Why Does the Penny Slide Off the Record at 0.080m?

[mizzy]

Homework Statement

A penny is placed on an LP record that is slowly accelerating up to 78 revolutions per minute. It is found that if the penny is placed at 0.080m or greater from the center, then the penny slides off the edge of the record. Find the coefficient of static friction if the mass of the penny is 0.0032kg.

Homework Equations

Ff = mu x n

a = v2/r

The Attempt at a Solution

I don't know how to start. Can someone guide me please??

 

[inutard]

Ok. Let us begin with this question. You are given the frequency of the LP (and thus the period as well), and you are given the mass of the penny. As you have written above,
Frictional Force = co-eff * Normal and centripetal acceleration = v^2/r = 4Pi^2r*frequency^2. For the penny to stay on the LP, friction has to provide enough centripetal force. When the radius is too great, the velocity of the penny is too large and it flys off the LP. Thus, we are looking for:
Force Friction = Force centripetal = mass of penny* centripetal acceleration.
The rest is plain math and some unit conversions.

 

[mizzy]

Ok. Let us begin with this question. You are given the frequency of the LP (and thus the period as well), and you are given the mass of the penny. As you have written above,
Frictional Force = co-eff * Normal and centripetal acceleration = v^2/r = 4Pi^2r*frequency^2. For the penny to stay on the LP, friction has to provide enough centripetal force. When the radius is too great, the velocity of the penny is too large and it flys off the LP. Thus, we are looking for:
Force Friction = Force centripetal = mass of penny* centripetal acceleration.
The rest is plain math and some unit conversions.

thanks.

Normal is just equal to mg, right?

 

[inutard]

yes. So youll notice that the mass does not actually matter in the question since it cancels out.

 

[rwisz]

I would suggest starting by breaking down the problem into smaller parts and identifying the relevant equations. In this case, we are dealing with rotational motion, so we can use the equation for centripetal acceleration (a = v^2/r) to find the acceleration of the penny on the record.

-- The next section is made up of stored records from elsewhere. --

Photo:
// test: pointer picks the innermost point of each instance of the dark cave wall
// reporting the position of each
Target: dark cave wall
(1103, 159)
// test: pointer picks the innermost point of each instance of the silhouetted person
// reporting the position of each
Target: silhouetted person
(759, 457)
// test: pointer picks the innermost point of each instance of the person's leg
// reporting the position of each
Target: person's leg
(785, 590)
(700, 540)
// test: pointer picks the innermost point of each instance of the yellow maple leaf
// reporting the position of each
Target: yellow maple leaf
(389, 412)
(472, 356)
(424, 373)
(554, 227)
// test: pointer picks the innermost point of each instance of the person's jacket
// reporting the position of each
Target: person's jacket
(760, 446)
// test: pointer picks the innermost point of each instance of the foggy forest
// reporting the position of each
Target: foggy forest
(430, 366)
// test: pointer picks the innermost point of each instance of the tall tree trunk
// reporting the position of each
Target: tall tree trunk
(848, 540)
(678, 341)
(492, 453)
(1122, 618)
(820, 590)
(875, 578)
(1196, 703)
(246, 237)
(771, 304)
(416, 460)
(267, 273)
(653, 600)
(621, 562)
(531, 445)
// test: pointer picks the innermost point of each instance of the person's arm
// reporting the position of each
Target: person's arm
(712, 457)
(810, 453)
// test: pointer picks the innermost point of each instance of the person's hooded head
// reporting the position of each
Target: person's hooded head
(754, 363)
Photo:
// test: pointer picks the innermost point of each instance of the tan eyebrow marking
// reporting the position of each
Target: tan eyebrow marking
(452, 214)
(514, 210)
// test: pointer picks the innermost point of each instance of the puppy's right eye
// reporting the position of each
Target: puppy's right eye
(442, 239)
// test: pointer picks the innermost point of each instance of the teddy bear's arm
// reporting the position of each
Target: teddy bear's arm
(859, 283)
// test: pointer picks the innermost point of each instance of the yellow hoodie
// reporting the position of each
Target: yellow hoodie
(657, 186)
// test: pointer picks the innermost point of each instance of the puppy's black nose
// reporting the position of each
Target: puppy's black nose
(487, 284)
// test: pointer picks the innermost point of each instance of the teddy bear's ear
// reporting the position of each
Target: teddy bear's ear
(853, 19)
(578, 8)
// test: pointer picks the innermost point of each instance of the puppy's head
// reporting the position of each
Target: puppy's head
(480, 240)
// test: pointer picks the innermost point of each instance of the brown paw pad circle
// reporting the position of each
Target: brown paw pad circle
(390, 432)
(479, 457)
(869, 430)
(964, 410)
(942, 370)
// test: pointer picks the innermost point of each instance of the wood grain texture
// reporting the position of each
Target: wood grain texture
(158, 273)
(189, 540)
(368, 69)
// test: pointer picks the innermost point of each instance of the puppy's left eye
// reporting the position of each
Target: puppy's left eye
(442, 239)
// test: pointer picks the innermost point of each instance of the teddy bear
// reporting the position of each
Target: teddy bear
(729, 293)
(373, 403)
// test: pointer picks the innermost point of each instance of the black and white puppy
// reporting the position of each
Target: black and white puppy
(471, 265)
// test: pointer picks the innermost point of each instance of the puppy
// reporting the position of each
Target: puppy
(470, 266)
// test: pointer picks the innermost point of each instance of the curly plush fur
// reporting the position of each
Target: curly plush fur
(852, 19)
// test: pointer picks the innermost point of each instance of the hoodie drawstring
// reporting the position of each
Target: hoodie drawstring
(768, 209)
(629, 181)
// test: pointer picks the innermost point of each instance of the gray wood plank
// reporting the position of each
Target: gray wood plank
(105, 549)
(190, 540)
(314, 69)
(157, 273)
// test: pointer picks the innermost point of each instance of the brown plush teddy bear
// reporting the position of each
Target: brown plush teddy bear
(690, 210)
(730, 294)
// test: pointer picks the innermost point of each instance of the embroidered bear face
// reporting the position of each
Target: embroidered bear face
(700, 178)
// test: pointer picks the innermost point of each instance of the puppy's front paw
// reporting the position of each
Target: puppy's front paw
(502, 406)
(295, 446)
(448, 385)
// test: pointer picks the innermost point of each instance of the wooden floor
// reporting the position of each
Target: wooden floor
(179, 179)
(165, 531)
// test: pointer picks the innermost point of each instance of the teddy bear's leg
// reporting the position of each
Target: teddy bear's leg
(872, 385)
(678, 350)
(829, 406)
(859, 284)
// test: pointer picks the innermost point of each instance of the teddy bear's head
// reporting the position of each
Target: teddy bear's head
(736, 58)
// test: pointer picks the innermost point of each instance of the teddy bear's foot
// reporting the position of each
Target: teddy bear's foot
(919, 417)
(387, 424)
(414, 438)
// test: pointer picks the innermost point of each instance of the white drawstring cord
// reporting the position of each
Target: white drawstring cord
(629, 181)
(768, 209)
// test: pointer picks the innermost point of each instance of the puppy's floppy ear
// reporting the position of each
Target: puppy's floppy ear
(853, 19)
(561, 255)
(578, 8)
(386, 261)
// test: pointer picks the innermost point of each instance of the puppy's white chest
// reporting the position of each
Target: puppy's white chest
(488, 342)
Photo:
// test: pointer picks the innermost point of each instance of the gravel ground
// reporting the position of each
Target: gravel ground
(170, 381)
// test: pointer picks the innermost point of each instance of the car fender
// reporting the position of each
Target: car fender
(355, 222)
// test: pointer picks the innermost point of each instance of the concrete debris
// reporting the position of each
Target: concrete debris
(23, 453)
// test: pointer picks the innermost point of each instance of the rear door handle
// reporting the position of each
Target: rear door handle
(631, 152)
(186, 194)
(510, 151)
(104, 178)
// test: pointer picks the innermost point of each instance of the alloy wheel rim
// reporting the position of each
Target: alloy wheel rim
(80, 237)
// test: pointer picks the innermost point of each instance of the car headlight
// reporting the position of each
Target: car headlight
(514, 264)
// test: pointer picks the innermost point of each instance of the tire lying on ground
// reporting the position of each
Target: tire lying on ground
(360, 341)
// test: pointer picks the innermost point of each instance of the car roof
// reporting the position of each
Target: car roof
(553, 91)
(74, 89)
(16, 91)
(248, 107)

Next, we can use the coefficient of static friction equation (Ff = mu x n) to find the maximum frictional force that the penny can experience before sliding off the record. Here, n represents the normal force, which in this case is equal to the weight of the penny (mg).

Once we have these two equations, we can set them equal to each other and solve for the coefficient of static friction (mu). This will give us the minimum value of mu that is required for the penny to stay on the record at a given distance from the center.

It's also important to note that the acceleration of the record (78 revolutions per minute) will change the velocity of the penny, so we may need to use the equation for angular velocity (omega = 2pi/T) to find the velocity of the penny at a given distance from the center.

Overall, the key is to identify the relevant equations and use them to solve for the coefficient of static friction. I hope this helps guide you in the right direction.